Gradle build cache is disabled by default so it has been enabled for this project by updating the root gradle.properties file:

org.gradle.caching=true

This is enough to enable the local build cache and by default, this will use a directory in the Gradle User Home to store build cache artifacts.

✅ Use configuration cache

This project uses Gradle configuration cache and this will improve build performance by caching the result of the configuration phase and reusing this for subsequent builds. This means that Gradle tasks can be executed faster if nothing has been changed that affects the build configuration. If you update a build.gradle.kts file, the build configuration has been affected.

This is not enabled by default, so it is enabled by defining this in the root gradle.properties file:

org.gradle.configuration-cache=true
org.gradle.configuration-cache.parallel=true

✅ Use modularization

This project uses modularization to create a multi-project Gradle build. The benefit here is that we optimize build performance and structure our entire project in a meaningful way. This is more scalable as it is easier to grow a large project when you structure the code like this.

root
│─ build.gradle.kts
│─ settings.gradle.kts
│─ apps
│   └─ order
│       └─ build.gradle.kts
│   └─ payment
│       └─ build.gradle.kts
│─ modules
│   ├─ consumer
│   │   └─ build.gradle.kts
│   ├─ deduplication
│   │   └─ build.gradle.kts
│   ├─ event
│   │   └─ build.gradle.kts
│   ├─ exception
│   │   └─ build.gradle.kts
│   ├─ jackson
│   │   └─ build.gradle.kts
│   ├─ model
│   │   └─ build.gradle.kts
│   ├─ outbox
│   │   └─ build.gradle.kts
│   └─ producer
│       └─ build.gradle.kts

This also allows us to specifically decide which Gradle dependencies will be used for which subproject. Each subproject should only use exactly the dependencies that they need.

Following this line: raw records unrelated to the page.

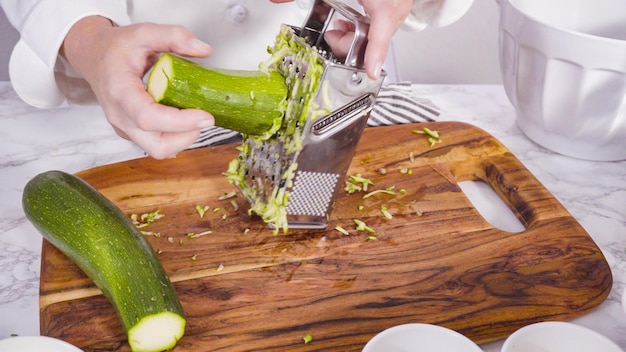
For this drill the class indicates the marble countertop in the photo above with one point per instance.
(77, 138)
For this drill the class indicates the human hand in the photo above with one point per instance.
(386, 16)
(114, 60)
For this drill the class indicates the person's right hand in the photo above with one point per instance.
(114, 60)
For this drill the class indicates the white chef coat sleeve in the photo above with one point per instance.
(435, 13)
(37, 73)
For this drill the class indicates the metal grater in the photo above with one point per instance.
(346, 95)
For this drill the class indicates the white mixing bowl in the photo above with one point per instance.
(563, 66)
(558, 337)
(420, 338)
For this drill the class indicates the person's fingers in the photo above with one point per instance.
(385, 19)
(170, 38)
(378, 40)
(162, 145)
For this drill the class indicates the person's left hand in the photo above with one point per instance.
(386, 16)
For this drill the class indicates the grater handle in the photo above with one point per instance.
(318, 21)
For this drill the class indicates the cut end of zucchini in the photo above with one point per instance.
(159, 78)
(157, 332)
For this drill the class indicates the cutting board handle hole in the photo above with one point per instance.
(490, 206)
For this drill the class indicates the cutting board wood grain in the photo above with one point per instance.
(436, 261)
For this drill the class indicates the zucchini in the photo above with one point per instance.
(102, 241)
(250, 102)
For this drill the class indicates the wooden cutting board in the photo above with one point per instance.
(436, 261)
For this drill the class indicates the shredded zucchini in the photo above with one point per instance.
(271, 205)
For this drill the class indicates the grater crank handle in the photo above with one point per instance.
(318, 22)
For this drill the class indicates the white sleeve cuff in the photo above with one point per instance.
(34, 57)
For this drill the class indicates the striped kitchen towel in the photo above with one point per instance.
(394, 105)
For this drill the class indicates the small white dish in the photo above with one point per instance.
(558, 337)
(36, 344)
(420, 337)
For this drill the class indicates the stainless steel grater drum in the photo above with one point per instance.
(329, 135)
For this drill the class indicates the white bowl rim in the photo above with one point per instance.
(551, 324)
(612, 41)
(40, 342)
(422, 326)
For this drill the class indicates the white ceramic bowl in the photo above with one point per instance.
(420, 338)
(563, 66)
(36, 344)
(558, 337)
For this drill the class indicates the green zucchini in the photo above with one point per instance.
(250, 102)
(101, 240)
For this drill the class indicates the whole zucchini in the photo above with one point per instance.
(251, 102)
(101, 240)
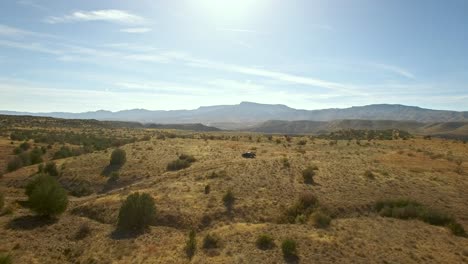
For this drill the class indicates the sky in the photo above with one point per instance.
(87, 55)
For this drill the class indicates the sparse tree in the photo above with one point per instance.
(228, 200)
(45, 196)
(118, 157)
(136, 213)
(289, 248)
(308, 175)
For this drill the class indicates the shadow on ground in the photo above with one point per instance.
(122, 235)
(109, 169)
(30, 222)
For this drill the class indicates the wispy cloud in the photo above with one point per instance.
(37, 47)
(395, 69)
(32, 4)
(136, 30)
(238, 30)
(107, 15)
(9, 31)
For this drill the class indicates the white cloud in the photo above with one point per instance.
(30, 46)
(135, 30)
(108, 15)
(395, 69)
(9, 31)
(238, 30)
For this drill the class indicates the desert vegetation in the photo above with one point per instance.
(136, 213)
(295, 202)
(45, 196)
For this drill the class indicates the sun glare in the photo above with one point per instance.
(229, 9)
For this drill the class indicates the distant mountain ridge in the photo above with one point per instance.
(254, 113)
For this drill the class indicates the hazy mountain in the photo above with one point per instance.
(230, 116)
(455, 130)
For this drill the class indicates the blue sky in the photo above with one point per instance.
(87, 55)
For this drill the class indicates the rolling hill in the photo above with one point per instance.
(230, 116)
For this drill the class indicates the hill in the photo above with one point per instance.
(248, 112)
(454, 130)
(350, 177)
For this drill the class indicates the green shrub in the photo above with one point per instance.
(187, 157)
(308, 175)
(25, 146)
(228, 200)
(299, 212)
(217, 174)
(118, 157)
(45, 196)
(5, 259)
(320, 219)
(18, 150)
(35, 156)
(83, 231)
(211, 241)
(14, 164)
(51, 168)
(114, 177)
(136, 213)
(191, 244)
(178, 164)
(63, 153)
(289, 248)
(265, 242)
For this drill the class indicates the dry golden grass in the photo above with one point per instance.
(263, 188)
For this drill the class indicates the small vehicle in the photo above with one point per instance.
(249, 155)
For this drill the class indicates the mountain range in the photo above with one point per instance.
(248, 114)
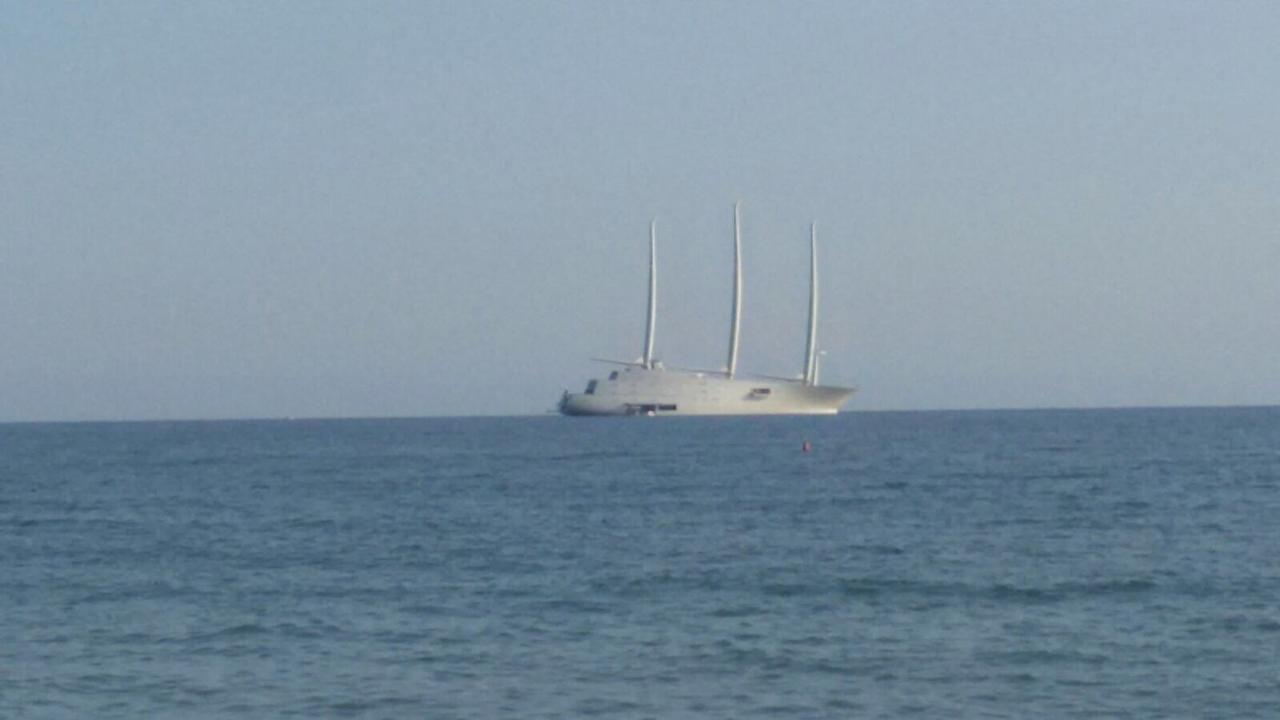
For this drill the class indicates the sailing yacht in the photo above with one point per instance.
(645, 387)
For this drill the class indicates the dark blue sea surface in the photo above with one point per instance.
(1013, 564)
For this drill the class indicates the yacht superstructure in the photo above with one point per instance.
(645, 387)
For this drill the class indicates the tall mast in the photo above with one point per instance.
(653, 295)
(735, 319)
(810, 355)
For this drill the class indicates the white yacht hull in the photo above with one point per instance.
(640, 391)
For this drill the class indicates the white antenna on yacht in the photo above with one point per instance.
(653, 295)
(810, 355)
(737, 292)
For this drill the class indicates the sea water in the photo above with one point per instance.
(1013, 564)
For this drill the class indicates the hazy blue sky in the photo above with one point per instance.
(314, 209)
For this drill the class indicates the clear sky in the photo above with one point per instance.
(346, 209)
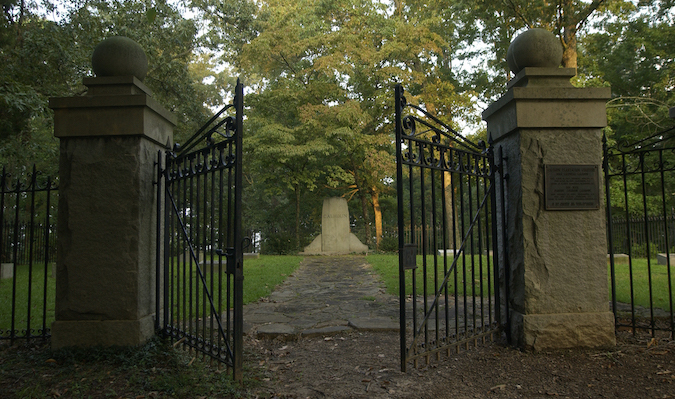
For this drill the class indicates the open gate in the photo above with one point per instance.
(450, 292)
(199, 239)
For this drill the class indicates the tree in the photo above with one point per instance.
(45, 58)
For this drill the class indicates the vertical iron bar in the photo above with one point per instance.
(629, 242)
(238, 239)
(667, 240)
(647, 243)
(401, 223)
(15, 242)
(31, 238)
(46, 249)
(610, 232)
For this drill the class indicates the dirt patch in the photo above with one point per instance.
(352, 365)
(367, 365)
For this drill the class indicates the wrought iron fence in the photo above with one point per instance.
(652, 230)
(449, 296)
(640, 197)
(28, 203)
(200, 244)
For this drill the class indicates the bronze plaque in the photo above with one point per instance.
(572, 187)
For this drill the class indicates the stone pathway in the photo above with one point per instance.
(325, 295)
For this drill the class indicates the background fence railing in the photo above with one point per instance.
(28, 203)
(652, 229)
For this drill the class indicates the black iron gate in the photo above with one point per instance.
(640, 195)
(449, 293)
(199, 240)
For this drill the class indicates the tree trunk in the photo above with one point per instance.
(375, 195)
(366, 215)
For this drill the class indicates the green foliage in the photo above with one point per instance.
(263, 274)
(153, 369)
(642, 275)
(639, 250)
(38, 289)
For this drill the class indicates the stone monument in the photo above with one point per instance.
(335, 238)
(109, 142)
(549, 137)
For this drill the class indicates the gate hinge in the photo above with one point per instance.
(230, 260)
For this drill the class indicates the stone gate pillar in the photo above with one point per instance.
(109, 142)
(550, 133)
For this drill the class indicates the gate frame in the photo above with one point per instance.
(233, 253)
(407, 252)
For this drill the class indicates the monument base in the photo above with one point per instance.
(563, 330)
(355, 247)
(86, 333)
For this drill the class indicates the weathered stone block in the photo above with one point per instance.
(564, 330)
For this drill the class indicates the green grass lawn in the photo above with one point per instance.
(659, 277)
(260, 277)
(263, 274)
(21, 301)
(386, 266)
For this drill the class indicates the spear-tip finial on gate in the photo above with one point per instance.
(119, 56)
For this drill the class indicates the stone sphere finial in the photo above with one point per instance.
(534, 48)
(119, 56)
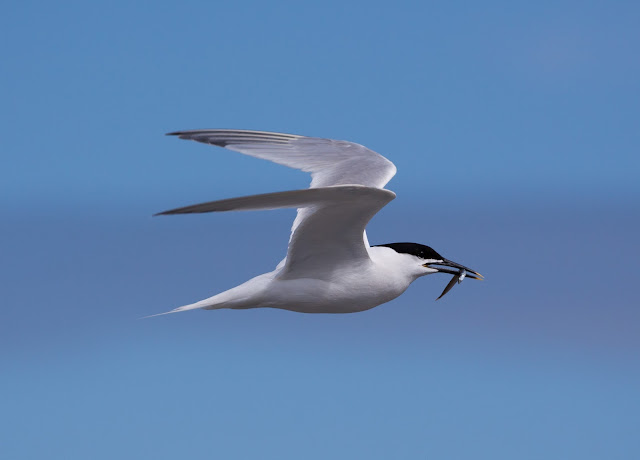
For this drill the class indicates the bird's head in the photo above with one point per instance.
(423, 260)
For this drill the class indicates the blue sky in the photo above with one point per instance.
(514, 129)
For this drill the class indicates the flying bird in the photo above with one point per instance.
(330, 266)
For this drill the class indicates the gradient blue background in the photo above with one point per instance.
(514, 127)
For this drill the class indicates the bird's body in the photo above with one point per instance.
(330, 266)
(347, 289)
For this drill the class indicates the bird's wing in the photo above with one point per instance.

Subprojects located under apps are runnable, so this means we can run the order project to spin up a service. We can add more subprojects under apps to create additional runnable microservices.

Subprojects located under modules are not independently runnable. The subprojects are used to structure code into various layers. The model subproject is the most inner layer and contains domain model classes and this subproject knows nothing about any of the other subprojects. The purpose of the deduplication subproject is to provide functionality for idempotency and deduplication. We can add more non-runnable subprojects under modules if necessary.


Subproject with other subproject as dependency

The subprojects in this repository may use other subprojects as dependencies.

In our root settings.gradle.kts we have added:

enableFeaturePreview("TYPESAFE_PROJECT_ACCESSORS")

Which allows us to add a subproject as a dependency in another subproject:

dependencies {
    implementation(projects.model)
}

This essentially allows us to define this structure:

order
│─ consumer
│─ event
│─ exception
│─ jackson
│─ model
│─ outbox
└─ producer

payment
│─ consumer
│─ event
│─ exception
│─ jackson
│─ model
│─ outbox
└─ producer

consumer
│─ event
└─ model

deduplication
└─ model

event
└─ model

outbox
└─ model

producer
│─ event
└─ model

exception, jackson and model has no dependencies

Meta

This project has been created with the sample code structure from: thorlauridsen/spring-boot-java-sample.